Greg Schaum

No. 78, 76
- Position: Defensive end

Personal information
- Born: January 1, 1954 Baltimore, Maryland, U.S.
- Died: July 1, 2021 (aged 67) Perry Hall, Maryland, U.S.
- Listed height: 6 ft 4 in (1.93 m)
- Listed weight: 246 lb (112 kg)

Career information
- High school: Polytechnic (Baltimore)
- College: Michigan State
- NFL draft: 1976: 7th round, 186th overall pick

Career history
- Dallas Cowboys (1976–1977); New England Patriots (1978);

Awards and highlights
- Super Bowl champion (XII); 2× Second-team All-Big Ten (1974, 1975);

Career NFL statistics
- Games played: 26
- Stats at Pro Football Reference

= Greg Schaum =

American football player (1954–2021)

Gregory James Schaum (January 1, 1954 – July 1, 2021) was an American professional football defensive end in the National Football League (NFL) for the Dallas Cowboys and New England Patriots. He played college football at Michigan State University.

==Early life==
Schaum attended the Baltimore Polytechnic Institute, where he lettered in football, wrestling and lacrosse. In football, he was a two-way tackle and was named All-American as a senior.

He accepted a football scholarship from Michigan State University, where he was a three-year starter at right defensive tackle.

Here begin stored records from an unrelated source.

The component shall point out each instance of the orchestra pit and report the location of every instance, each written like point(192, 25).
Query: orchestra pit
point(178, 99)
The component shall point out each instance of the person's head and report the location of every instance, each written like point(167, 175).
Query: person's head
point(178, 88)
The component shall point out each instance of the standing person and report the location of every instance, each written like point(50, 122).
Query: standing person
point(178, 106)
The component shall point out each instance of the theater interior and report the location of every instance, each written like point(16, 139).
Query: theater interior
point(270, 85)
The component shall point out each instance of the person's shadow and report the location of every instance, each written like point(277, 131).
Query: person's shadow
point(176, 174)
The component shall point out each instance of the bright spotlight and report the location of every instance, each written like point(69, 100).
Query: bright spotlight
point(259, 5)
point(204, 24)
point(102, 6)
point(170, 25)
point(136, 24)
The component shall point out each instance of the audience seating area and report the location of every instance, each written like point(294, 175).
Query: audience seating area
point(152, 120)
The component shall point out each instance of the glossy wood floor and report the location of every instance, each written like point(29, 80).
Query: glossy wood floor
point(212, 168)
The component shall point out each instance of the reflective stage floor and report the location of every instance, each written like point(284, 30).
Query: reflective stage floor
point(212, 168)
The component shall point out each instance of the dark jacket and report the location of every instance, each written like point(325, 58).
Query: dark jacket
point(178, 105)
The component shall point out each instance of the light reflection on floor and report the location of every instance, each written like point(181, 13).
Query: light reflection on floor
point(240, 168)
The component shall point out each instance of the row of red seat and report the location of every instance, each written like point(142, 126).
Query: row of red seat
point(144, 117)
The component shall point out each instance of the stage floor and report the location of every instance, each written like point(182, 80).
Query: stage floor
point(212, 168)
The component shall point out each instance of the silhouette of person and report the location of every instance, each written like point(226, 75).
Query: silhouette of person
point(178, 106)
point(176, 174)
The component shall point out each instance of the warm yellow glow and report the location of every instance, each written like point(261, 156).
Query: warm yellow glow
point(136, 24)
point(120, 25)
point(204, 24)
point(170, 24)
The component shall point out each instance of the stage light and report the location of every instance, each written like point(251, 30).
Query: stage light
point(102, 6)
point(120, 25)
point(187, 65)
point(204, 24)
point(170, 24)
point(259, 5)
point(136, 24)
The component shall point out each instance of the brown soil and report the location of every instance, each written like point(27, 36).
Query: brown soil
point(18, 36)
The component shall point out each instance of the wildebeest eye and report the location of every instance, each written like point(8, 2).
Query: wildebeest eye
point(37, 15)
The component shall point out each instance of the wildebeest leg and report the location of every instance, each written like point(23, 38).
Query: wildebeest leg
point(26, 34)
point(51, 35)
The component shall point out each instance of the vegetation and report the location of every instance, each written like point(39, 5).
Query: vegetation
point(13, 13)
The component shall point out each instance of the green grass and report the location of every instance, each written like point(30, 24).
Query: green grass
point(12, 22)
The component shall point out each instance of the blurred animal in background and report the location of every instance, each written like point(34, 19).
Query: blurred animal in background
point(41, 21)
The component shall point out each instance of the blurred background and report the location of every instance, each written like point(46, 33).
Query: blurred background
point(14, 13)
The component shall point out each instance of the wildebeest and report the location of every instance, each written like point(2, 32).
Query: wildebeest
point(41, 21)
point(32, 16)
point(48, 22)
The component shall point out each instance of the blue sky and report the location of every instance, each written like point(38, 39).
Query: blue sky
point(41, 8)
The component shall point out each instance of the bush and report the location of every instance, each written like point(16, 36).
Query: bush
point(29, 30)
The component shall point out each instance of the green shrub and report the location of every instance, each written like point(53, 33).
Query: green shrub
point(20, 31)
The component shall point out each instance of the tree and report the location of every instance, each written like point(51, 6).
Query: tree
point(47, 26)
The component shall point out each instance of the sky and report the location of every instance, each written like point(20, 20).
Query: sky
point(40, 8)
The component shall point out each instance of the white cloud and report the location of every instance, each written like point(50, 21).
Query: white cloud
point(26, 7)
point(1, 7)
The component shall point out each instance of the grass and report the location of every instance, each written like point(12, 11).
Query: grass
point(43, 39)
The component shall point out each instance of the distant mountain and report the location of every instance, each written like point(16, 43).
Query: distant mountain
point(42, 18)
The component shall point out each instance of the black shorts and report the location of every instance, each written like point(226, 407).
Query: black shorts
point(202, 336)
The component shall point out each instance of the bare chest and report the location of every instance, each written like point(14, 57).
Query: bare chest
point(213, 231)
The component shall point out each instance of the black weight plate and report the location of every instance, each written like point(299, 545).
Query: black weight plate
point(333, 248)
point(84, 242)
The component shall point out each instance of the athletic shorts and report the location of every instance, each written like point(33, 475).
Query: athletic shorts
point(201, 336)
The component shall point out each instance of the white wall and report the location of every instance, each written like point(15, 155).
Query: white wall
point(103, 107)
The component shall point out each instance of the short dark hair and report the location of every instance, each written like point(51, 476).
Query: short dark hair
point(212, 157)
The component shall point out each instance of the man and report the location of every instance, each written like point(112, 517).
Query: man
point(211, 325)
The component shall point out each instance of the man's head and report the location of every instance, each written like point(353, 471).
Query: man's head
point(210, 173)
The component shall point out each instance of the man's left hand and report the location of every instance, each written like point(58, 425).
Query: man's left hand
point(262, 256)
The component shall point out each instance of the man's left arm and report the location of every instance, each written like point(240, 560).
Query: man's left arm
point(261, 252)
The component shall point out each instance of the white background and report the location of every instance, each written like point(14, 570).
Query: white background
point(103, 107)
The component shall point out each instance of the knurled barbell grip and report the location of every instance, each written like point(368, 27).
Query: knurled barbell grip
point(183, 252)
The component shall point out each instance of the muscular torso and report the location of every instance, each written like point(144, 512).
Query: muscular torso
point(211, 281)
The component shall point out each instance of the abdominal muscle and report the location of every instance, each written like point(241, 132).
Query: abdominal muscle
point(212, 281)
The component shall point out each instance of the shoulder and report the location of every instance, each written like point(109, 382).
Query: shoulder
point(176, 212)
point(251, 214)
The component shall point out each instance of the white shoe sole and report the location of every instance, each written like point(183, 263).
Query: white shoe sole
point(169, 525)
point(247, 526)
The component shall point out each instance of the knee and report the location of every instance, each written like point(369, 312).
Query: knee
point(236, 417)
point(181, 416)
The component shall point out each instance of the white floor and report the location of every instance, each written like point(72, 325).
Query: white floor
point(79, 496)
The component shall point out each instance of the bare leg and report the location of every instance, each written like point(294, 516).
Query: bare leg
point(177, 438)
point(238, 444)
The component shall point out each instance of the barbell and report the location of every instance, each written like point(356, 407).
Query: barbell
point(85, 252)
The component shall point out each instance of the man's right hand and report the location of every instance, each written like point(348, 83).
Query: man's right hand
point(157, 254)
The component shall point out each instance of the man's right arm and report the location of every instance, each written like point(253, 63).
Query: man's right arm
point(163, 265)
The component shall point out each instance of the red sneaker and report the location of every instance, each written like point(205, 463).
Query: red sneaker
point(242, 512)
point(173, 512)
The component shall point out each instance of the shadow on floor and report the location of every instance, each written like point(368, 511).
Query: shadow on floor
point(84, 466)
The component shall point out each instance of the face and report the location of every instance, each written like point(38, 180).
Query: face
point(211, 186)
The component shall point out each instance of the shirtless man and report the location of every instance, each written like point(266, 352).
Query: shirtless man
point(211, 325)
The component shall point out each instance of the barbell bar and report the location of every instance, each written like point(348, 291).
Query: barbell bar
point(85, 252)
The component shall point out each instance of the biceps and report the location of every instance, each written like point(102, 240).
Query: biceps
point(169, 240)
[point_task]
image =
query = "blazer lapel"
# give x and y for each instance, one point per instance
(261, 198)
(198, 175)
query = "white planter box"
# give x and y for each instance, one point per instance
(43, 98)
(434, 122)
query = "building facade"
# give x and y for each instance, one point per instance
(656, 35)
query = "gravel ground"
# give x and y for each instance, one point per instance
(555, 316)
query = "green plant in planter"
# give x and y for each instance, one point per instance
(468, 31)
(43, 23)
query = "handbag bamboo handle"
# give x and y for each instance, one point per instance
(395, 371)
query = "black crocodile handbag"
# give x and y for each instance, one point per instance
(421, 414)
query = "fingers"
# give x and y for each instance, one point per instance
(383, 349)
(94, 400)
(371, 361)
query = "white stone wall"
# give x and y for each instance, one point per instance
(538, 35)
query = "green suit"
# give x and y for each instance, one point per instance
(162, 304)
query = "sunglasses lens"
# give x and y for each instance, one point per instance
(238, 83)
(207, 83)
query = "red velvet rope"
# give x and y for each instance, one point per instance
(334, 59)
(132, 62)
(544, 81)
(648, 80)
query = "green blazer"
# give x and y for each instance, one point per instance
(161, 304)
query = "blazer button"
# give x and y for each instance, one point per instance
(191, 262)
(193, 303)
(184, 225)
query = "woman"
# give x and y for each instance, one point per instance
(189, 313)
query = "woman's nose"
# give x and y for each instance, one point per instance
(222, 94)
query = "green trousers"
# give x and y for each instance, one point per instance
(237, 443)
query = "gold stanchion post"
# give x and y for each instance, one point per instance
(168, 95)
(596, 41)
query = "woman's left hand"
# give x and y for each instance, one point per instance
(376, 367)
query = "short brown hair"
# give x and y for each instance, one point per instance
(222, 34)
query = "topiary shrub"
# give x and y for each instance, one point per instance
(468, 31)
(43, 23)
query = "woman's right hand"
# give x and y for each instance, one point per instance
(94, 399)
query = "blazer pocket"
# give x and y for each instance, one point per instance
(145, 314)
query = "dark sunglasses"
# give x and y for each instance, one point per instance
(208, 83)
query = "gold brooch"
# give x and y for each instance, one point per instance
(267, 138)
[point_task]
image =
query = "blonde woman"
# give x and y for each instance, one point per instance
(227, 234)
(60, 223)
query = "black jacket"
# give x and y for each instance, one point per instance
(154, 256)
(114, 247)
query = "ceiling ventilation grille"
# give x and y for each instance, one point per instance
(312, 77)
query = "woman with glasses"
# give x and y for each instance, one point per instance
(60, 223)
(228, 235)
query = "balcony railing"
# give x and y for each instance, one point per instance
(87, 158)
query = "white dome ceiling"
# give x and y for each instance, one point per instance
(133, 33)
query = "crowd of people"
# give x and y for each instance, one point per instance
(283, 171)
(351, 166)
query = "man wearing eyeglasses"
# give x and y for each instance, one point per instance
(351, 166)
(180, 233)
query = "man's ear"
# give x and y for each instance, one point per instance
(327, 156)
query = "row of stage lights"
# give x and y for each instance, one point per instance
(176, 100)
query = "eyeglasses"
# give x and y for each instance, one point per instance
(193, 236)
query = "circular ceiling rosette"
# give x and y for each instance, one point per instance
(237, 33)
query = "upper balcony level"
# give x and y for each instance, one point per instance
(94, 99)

In 2007, he was inducted into the Maryland State Athletic Hall of Fame.

==Professional career==
===Dallas Cowboys===
Schaum was selected by the Dallas Cowboys in the seventh round (186th overall) of the 1976 NFL draft. As a rookie, he was a backup defensive end, playing in 12 games. On September 7, 1977, he was placed on the injured reserve list with a knee injury. He was waived on August 28, 1978.

===New England Patriots===
On September 7, 1978, he was signed as a free agent by the New England Patriots, to provide depth after Greg Boyd and Julius Adams suffered injuries. He appeared in 14 games as a backup defensive end. He was released on August 20, 1979.